Their sarcastic yelling barely even phased me. I literally laughed as I made it to the other side of the street and thought about how I would have taken that comment if it were not for my previous 'high'. I felt bad for the man’s high temper but kept walking as I wiped my hands dry from my sticky, melted ice-cream fingers.
My mind works in ways like this all of the time, so typically these “balancing events” occur dozens of times daily and I consciously think about them. I feel that is how I can stay level-headed.

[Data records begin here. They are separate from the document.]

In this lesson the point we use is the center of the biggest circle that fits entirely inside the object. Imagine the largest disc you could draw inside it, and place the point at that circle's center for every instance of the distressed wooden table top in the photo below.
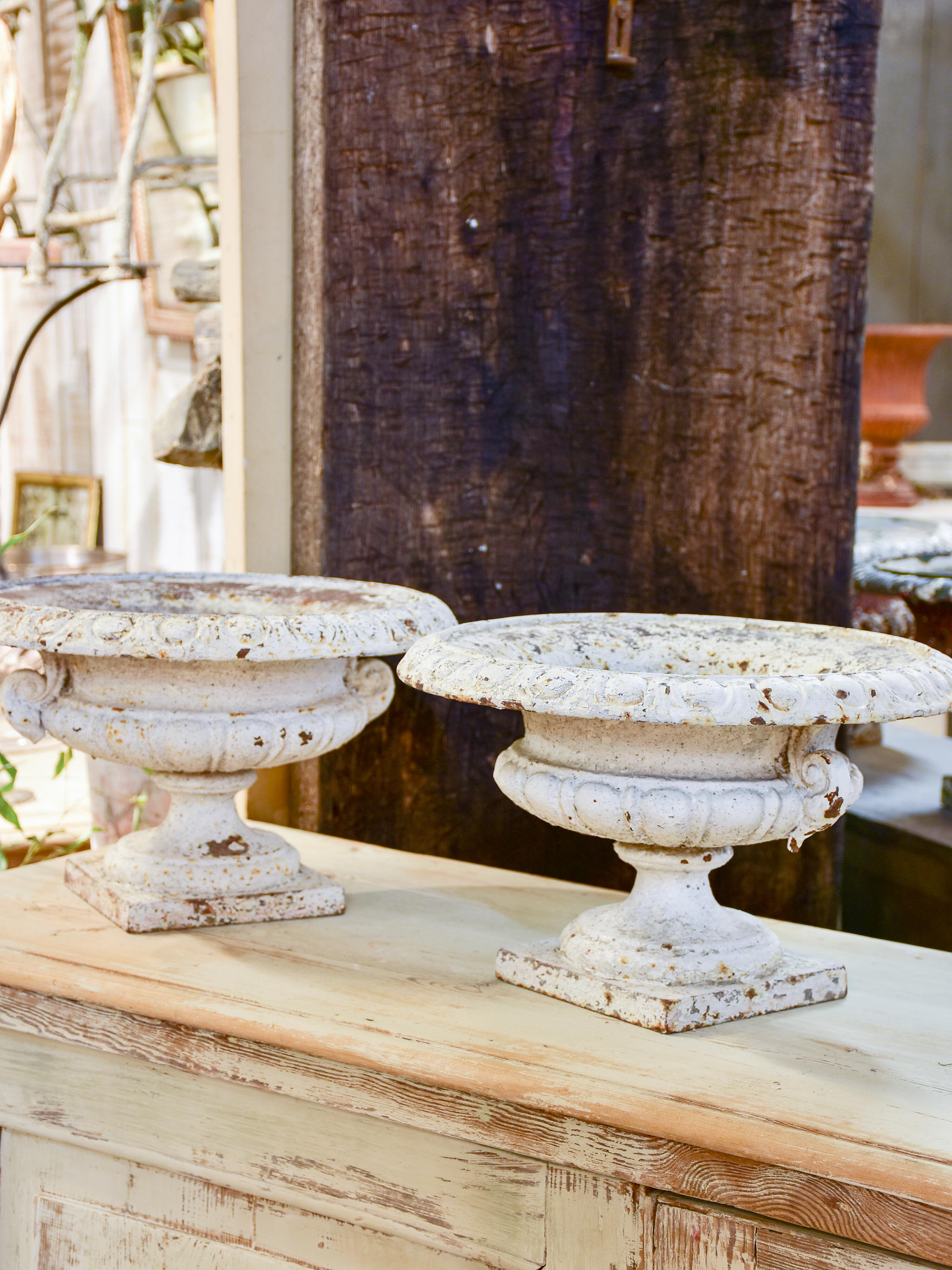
(857, 1090)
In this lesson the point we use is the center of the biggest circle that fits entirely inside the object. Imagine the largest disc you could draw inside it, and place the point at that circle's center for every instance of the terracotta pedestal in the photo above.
(894, 406)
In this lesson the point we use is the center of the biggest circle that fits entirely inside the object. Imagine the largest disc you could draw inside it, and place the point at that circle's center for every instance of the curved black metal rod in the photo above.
(41, 323)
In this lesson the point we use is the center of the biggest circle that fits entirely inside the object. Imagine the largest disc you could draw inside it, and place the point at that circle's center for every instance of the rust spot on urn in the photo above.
(232, 846)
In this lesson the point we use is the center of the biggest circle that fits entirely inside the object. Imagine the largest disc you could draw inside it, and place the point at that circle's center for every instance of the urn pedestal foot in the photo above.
(201, 867)
(670, 957)
(795, 981)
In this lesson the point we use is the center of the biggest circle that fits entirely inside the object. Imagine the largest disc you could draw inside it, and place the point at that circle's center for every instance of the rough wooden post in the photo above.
(574, 337)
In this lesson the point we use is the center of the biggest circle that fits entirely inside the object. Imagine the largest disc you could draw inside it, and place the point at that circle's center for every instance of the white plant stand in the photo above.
(205, 679)
(678, 739)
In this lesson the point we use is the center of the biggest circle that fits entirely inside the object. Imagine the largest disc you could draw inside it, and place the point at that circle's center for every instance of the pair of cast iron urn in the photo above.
(677, 737)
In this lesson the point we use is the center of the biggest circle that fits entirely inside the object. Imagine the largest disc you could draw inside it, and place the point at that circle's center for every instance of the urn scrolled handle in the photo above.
(374, 681)
(27, 693)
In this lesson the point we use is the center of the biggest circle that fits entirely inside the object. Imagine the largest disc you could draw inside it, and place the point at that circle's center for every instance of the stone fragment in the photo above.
(197, 281)
(188, 432)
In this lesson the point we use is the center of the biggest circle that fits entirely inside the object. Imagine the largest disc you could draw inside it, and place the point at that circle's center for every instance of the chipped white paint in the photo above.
(678, 739)
(204, 679)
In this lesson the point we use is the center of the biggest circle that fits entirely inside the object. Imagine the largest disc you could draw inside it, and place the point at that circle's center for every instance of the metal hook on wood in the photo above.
(619, 49)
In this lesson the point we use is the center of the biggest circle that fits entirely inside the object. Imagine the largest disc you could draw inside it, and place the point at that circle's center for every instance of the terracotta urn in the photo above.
(204, 679)
(678, 739)
(893, 406)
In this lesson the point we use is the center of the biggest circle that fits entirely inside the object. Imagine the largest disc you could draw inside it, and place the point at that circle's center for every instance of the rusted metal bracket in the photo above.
(619, 50)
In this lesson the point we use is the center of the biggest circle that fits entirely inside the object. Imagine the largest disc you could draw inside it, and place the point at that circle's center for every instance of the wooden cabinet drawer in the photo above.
(468, 1201)
(692, 1239)
(67, 1208)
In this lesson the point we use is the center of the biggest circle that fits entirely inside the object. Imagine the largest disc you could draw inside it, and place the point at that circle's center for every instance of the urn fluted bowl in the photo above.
(204, 679)
(678, 739)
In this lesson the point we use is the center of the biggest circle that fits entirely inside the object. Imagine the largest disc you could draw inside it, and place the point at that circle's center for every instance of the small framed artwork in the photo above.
(72, 505)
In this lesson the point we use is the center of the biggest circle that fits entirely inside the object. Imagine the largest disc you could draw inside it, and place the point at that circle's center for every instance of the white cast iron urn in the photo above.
(204, 679)
(680, 739)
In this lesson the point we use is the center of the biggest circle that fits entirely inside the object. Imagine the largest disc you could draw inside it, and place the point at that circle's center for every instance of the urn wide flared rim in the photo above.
(216, 618)
(682, 669)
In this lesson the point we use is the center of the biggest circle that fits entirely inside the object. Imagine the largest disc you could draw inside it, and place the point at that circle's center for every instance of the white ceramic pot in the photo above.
(205, 679)
(678, 739)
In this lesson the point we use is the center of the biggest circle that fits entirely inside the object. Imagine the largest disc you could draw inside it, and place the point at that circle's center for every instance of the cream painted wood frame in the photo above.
(255, 83)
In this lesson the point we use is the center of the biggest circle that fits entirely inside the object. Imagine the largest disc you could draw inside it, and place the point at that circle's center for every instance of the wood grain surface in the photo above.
(572, 337)
(854, 1093)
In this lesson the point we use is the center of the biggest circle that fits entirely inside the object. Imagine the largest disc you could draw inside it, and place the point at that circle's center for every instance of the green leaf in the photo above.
(8, 813)
(25, 534)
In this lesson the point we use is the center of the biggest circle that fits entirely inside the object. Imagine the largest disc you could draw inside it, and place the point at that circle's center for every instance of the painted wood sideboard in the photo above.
(360, 1093)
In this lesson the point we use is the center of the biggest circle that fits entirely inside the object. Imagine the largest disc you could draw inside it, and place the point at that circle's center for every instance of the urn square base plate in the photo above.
(138, 911)
(798, 981)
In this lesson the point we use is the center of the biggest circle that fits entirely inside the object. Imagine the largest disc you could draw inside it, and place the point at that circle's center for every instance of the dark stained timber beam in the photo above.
(574, 336)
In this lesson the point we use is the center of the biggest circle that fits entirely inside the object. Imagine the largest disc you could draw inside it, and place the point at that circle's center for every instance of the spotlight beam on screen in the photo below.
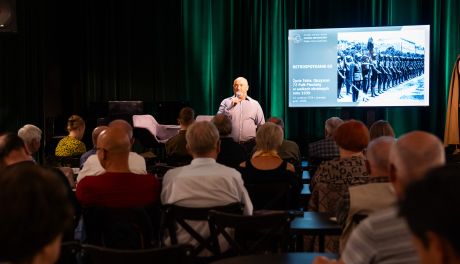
(359, 67)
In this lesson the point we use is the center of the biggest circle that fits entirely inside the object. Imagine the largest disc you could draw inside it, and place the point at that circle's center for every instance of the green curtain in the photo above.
(191, 50)
(225, 39)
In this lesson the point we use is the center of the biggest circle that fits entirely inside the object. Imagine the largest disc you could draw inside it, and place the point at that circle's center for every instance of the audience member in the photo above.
(431, 208)
(231, 153)
(333, 177)
(384, 236)
(136, 162)
(326, 148)
(35, 214)
(266, 166)
(367, 198)
(244, 112)
(31, 135)
(118, 186)
(289, 150)
(381, 128)
(72, 145)
(92, 151)
(176, 152)
(349, 169)
(13, 150)
(203, 183)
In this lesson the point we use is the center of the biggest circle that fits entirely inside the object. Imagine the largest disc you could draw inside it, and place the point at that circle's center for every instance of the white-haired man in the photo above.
(31, 135)
(384, 237)
(203, 183)
(245, 113)
(326, 148)
(93, 167)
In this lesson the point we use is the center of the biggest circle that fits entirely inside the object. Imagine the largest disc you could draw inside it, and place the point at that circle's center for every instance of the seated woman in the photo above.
(266, 167)
(36, 212)
(71, 145)
(331, 180)
(333, 177)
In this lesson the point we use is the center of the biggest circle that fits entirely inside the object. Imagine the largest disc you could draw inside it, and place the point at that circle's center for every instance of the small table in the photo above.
(286, 258)
(315, 224)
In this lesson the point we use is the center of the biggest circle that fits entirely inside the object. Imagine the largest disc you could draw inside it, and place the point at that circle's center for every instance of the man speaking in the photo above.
(245, 113)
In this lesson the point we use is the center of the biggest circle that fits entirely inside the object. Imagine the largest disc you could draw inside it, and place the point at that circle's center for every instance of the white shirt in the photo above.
(203, 183)
(246, 116)
(92, 166)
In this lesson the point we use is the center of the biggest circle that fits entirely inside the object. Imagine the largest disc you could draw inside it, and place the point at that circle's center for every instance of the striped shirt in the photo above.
(383, 237)
(246, 117)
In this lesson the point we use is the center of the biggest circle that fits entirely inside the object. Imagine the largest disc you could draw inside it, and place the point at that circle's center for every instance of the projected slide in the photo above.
(350, 67)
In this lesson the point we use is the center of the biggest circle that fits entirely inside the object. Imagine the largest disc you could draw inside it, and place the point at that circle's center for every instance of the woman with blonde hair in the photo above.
(72, 145)
(267, 167)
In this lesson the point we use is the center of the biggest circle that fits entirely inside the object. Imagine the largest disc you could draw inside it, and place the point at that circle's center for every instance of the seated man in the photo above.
(92, 151)
(35, 214)
(384, 237)
(92, 166)
(176, 152)
(203, 183)
(13, 150)
(326, 148)
(31, 135)
(231, 153)
(289, 150)
(118, 186)
(375, 195)
(431, 208)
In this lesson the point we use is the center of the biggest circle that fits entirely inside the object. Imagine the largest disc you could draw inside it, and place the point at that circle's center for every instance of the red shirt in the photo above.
(115, 189)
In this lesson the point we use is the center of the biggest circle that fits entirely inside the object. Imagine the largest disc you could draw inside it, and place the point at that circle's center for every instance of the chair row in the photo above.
(74, 252)
(139, 228)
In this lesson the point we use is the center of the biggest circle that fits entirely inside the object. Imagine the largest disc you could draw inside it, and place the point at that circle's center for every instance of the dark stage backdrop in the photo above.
(71, 56)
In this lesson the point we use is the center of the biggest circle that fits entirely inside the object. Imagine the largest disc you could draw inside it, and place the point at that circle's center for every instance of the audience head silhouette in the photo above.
(113, 147)
(269, 137)
(12, 150)
(276, 121)
(331, 125)
(223, 124)
(352, 136)
(32, 136)
(203, 139)
(76, 126)
(412, 156)
(381, 128)
(378, 156)
(186, 117)
(96, 132)
(38, 212)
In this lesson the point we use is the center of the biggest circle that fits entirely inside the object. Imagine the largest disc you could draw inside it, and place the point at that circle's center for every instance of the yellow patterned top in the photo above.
(70, 146)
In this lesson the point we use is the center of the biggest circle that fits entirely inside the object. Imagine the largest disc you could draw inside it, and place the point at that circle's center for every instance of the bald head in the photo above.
(202, 139)
(223, 124)
(96, 132)
(414, 154)
(122, 124)
(277, 121)
(12, 150)
(114, 140)
(378, 155)
(331, 125)
(240, 87)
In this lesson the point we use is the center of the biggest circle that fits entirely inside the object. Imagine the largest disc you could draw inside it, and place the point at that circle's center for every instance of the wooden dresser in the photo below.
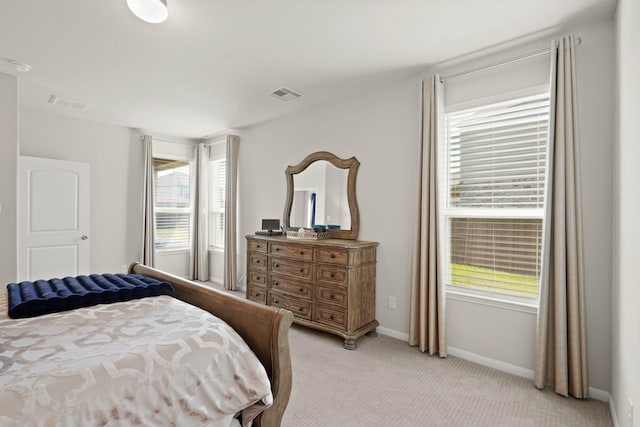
(329, 284)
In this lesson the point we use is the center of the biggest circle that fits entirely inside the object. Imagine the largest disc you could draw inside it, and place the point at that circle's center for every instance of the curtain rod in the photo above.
(169, 141)
(504, 62)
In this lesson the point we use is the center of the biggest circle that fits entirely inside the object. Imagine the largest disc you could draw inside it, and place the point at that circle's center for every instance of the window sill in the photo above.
(523, 307)
(172, 251)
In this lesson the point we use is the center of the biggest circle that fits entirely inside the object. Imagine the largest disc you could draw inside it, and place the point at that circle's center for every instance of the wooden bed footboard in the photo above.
(265, 329)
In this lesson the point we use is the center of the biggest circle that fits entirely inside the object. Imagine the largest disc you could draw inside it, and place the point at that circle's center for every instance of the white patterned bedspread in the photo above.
(154, 361)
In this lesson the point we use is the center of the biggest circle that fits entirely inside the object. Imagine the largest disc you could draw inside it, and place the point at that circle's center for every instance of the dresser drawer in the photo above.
(327, 294)
(257, 246)
(258, 278)
(299, 307)
(303, 253)
(331, 316)
(257, 294)
(257, 261)
(331, 273)
(301, 270)
(287, 285)
(334, 256)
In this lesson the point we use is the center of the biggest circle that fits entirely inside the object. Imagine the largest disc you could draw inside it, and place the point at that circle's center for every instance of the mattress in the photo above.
(152, 361)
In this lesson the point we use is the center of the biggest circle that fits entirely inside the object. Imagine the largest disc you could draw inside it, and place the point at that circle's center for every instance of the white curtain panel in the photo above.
(200, 264)
(561, 350)
(230, 213)
(148, 220)
(427, 310)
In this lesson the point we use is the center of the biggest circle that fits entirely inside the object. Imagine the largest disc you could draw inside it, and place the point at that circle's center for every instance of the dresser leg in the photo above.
(350, 344)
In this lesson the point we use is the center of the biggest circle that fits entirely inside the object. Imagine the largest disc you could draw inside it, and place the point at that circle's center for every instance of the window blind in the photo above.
(500, 255)
(172, 204)
(495, 167)
(497, 154)
(217, 194)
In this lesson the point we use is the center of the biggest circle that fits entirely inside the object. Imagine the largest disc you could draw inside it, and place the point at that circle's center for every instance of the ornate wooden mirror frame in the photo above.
(352, 165)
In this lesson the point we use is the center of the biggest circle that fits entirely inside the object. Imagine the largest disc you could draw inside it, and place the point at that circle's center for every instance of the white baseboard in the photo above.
(491, 363)
(594, 393)
(393, 334)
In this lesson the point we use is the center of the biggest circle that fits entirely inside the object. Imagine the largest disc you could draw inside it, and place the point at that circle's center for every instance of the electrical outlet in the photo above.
(392, 302)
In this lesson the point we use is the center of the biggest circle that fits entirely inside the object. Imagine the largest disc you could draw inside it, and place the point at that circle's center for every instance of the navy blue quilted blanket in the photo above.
(29, 299)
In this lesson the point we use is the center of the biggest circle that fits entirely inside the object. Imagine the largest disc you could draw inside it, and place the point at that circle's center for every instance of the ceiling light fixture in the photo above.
(152, 11)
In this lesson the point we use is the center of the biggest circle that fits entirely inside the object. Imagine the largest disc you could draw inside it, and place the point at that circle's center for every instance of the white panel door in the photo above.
(53, 218)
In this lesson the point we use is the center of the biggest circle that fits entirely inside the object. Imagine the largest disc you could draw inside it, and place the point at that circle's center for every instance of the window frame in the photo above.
(218, 155)
(446, 213)
(188, 210)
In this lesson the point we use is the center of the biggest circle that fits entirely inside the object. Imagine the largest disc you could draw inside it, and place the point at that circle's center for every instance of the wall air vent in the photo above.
(67, 103)
(285, 94)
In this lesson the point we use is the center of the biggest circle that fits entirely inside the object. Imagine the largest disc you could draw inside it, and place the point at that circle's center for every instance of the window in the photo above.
(172, 204)
(217, 188)
(493, 205)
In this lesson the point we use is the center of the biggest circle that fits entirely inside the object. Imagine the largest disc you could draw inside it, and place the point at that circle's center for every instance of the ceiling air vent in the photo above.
(285, 94)
(68, 103)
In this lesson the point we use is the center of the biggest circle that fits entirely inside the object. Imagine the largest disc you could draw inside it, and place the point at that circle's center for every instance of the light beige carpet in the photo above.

That was my balance and instead of walking into Drew’s apartment saying, “wow I just had some prick scream at me for crossing the street!” instead I said, “I just had an awesome, FREE, ice cream cone outside of MSG. I took some photos, had a nice conversation with the driver, and went on my way. It was awesome.”
Drew and his roommates thought it was a pretty cool story. I thought it was very cool, and still do. Now I can keep that 'high' for an even longer time with my photographs and story.
As for the guy yelling at me? He might be right, maybe I should have paid more attention to crossing the street, but I’d rather happily skip across the street than concern myself with his short fuse. It’s just about balancing it out. And in the end, having a cone of ice cream and forgetting about the troubles in life for a moment are things that everyone needs once in awhile.